Providing hassle-free equipment to researchers is a big part of Zero Point's value proposition. Another selling point is that it is Canada's only manufacturer of dilution refrigerators, with most of its competitors in Europe and a big part of its market in the United States, where trade agreements should offer an advantage.

Quantum computing itself is still nascent, but governments are bullish on the possibilities, as seen in projects like Quantum City in Alberta and the federal government's investment of $360 million to launch a National Quantum Strategy. One of its first applications will likely be in cryptography, which makes a secure supply chain important and increases the value of a made-in-Canada solution, Davis said.

Zero Point decided to make as many of its components as possible, dedicating half of its facility at 9773 45 Ave. to a machine shop. That makes it easier to build custom fridges, iterate quickly, and ensure security.
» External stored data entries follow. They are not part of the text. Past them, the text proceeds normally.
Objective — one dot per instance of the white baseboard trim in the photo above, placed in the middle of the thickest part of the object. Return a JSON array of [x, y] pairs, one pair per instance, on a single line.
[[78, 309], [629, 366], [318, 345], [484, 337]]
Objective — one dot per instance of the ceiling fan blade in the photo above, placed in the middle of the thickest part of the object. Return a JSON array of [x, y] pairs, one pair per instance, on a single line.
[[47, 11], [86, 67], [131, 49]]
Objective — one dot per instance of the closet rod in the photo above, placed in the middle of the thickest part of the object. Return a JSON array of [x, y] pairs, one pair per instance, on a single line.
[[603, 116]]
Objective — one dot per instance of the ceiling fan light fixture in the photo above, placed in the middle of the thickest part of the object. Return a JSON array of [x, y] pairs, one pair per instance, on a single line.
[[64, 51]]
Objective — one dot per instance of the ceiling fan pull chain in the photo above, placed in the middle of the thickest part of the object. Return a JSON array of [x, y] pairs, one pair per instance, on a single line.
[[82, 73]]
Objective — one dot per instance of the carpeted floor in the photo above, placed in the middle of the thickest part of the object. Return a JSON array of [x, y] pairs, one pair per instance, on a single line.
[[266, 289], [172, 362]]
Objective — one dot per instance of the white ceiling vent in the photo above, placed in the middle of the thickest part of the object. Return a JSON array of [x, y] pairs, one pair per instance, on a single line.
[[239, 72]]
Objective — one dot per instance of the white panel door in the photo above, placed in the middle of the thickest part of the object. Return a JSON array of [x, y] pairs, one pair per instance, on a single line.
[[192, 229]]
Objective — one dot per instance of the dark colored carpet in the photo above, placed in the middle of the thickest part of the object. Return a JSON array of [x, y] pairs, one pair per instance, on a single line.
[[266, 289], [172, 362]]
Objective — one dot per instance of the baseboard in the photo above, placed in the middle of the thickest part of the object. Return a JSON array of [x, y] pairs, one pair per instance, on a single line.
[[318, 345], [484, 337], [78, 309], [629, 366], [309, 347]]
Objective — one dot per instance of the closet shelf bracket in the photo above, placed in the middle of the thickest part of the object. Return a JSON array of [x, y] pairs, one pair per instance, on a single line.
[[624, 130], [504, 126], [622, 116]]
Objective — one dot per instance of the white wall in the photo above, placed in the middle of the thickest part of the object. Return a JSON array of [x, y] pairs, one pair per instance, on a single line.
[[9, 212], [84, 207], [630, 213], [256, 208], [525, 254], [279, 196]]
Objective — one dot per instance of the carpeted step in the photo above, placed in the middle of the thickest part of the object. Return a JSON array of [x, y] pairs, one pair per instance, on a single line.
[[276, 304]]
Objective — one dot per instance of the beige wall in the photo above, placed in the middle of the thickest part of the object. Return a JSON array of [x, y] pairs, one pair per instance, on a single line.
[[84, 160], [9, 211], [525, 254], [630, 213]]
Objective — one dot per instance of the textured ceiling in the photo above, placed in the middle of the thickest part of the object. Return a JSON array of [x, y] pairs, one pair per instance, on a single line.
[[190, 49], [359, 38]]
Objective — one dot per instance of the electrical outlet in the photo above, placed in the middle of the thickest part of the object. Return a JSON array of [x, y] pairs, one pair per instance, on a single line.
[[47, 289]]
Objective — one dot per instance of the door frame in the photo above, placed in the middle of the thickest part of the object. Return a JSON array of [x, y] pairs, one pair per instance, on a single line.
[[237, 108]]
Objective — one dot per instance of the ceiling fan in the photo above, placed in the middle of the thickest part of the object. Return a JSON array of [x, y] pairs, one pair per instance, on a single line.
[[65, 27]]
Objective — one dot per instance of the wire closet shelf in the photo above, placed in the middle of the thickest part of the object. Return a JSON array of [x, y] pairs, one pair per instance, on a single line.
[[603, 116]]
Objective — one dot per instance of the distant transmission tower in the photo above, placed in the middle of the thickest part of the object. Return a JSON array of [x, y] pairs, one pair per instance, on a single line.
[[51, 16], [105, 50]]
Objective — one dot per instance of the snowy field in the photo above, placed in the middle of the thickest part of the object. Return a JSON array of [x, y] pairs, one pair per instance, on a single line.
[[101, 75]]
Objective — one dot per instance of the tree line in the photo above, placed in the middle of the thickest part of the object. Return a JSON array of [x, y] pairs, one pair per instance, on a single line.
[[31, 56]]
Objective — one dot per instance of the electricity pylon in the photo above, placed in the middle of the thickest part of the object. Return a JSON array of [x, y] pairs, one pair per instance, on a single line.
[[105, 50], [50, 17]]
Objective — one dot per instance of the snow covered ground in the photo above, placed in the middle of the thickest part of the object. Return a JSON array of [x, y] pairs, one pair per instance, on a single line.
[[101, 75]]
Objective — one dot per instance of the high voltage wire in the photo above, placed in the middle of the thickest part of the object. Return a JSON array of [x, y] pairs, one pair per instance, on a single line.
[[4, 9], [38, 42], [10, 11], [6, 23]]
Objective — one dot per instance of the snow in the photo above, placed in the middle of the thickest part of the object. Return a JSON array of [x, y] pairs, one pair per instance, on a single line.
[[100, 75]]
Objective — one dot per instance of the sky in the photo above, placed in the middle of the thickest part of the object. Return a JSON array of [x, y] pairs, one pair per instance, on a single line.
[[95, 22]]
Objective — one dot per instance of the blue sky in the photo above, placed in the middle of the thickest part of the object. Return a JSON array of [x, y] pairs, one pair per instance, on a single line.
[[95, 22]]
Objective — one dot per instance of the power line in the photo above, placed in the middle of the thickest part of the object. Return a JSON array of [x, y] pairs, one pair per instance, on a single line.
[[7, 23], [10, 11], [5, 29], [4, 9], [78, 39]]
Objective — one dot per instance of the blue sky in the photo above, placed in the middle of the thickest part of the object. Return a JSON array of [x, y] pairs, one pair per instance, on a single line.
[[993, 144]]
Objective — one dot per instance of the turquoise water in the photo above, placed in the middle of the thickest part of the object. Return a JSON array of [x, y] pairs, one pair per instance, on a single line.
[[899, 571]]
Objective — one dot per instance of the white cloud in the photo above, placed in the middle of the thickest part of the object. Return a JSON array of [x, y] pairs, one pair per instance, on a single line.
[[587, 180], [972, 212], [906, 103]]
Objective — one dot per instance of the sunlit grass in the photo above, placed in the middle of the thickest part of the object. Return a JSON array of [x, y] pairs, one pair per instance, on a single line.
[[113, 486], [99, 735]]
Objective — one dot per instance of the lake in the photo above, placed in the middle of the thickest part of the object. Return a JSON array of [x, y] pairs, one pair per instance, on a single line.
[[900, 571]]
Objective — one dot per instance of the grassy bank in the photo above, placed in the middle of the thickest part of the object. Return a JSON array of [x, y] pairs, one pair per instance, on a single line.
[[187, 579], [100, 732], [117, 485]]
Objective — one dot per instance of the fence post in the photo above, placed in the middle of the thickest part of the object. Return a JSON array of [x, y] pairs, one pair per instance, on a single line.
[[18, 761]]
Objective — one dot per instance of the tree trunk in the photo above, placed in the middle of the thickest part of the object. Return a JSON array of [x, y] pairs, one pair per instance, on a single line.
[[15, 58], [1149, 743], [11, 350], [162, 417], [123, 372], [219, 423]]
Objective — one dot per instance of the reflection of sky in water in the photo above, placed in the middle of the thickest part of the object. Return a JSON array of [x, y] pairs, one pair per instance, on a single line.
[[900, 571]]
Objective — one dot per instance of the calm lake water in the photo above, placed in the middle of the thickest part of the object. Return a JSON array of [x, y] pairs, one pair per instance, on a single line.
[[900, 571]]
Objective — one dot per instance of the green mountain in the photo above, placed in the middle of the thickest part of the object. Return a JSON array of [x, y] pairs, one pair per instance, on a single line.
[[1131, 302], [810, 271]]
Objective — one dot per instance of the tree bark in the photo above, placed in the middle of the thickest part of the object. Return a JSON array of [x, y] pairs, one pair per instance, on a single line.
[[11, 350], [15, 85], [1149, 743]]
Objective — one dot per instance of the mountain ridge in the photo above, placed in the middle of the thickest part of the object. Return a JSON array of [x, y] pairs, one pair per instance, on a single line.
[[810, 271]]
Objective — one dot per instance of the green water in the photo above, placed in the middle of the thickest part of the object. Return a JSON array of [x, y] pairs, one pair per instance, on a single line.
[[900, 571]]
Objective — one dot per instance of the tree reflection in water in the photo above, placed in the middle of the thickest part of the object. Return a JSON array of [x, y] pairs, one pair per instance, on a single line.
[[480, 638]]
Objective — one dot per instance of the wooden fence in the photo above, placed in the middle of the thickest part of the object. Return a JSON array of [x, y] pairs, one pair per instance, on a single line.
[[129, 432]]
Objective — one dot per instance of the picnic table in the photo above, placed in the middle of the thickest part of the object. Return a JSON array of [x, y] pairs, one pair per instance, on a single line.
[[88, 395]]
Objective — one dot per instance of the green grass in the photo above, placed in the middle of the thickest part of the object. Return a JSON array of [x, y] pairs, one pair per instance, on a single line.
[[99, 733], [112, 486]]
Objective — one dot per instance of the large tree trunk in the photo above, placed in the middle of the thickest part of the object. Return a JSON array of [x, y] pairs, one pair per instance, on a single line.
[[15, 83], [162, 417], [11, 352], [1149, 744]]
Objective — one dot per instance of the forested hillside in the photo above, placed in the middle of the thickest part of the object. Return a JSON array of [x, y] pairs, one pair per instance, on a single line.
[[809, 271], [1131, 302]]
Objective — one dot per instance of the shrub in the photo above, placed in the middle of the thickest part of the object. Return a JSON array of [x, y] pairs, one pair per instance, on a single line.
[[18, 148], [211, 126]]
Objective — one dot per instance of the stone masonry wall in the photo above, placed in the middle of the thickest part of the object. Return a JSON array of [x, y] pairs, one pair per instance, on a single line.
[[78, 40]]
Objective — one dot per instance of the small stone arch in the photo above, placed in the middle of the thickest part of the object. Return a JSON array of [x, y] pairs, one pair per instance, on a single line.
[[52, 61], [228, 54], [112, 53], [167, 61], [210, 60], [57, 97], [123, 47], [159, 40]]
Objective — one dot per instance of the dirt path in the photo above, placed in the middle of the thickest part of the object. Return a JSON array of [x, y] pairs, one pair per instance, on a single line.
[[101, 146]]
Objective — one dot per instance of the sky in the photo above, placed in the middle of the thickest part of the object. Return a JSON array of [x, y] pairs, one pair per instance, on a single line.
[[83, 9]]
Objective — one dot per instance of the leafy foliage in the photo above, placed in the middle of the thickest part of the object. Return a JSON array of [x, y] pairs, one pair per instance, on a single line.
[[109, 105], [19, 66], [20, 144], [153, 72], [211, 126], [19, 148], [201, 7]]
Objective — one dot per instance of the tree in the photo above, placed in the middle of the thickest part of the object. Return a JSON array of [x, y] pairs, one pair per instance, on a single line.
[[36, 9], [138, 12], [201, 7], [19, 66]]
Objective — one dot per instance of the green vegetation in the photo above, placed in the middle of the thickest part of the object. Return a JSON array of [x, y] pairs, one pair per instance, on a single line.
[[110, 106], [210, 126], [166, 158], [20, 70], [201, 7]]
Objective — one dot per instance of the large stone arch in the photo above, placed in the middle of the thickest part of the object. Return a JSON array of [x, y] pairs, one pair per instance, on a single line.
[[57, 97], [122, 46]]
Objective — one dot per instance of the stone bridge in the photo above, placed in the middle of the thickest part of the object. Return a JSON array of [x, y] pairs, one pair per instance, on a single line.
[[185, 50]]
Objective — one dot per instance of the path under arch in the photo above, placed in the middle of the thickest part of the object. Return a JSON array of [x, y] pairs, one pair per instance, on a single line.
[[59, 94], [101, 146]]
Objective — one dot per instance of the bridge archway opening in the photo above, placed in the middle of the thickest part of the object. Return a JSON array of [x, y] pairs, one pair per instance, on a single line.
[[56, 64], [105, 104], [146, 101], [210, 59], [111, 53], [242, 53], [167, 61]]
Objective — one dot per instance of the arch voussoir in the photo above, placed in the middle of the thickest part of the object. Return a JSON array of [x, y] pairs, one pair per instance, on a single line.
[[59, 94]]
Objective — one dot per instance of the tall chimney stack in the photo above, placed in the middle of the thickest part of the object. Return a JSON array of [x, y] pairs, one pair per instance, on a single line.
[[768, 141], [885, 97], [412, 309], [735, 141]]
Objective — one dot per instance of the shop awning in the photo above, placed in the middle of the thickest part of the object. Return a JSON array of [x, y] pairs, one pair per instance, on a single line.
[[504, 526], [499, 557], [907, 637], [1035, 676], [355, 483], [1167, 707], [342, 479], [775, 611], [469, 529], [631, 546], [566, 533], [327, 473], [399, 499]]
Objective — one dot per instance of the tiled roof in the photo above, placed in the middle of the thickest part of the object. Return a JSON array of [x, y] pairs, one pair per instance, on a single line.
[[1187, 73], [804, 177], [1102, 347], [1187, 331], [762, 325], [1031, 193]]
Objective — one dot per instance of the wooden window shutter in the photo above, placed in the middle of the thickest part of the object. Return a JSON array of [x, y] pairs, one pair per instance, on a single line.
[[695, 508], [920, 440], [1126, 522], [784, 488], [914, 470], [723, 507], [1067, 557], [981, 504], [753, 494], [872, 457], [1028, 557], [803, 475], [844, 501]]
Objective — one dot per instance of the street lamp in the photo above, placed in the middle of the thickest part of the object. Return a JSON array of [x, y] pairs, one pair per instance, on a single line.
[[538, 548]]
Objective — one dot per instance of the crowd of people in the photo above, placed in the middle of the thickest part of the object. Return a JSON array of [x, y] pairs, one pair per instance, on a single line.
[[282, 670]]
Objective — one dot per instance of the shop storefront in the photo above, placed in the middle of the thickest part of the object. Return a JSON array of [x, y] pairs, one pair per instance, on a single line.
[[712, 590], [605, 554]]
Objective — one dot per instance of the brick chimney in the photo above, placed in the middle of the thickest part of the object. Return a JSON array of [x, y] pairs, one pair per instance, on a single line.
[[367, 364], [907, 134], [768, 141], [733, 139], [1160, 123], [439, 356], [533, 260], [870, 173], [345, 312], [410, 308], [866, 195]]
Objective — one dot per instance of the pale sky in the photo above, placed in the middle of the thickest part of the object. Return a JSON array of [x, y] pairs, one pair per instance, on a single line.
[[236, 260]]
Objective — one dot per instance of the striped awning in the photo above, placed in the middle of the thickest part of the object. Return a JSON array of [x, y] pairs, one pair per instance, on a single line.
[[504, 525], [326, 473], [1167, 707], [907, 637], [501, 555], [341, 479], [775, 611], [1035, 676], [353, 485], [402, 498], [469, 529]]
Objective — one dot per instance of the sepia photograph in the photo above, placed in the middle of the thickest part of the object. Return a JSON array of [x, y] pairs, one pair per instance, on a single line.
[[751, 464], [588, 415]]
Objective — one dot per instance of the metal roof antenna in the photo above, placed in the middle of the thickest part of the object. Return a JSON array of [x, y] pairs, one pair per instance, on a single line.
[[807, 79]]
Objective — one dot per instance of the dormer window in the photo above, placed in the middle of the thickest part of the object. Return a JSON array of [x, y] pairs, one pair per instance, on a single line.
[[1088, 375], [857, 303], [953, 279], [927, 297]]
It also creates jobs for the kinds of machinists and technicians that NAIT trains as well as the physicists emerging from the U of A.

"It was an expensive decision to build our own machine shop, but I think the right decision in the end," Davis said.

Learn more about how the Zero Point Cryogenics team came together and what's next for their company in the Sept. 29 episode of Bloom, the podcast about innovation in Edmonton.

Correction: This story has been updated to reflect that the dilution refrigerator will be tested by the National Research Council but was funded by the Innovative Solutions Canada Testing Stream program.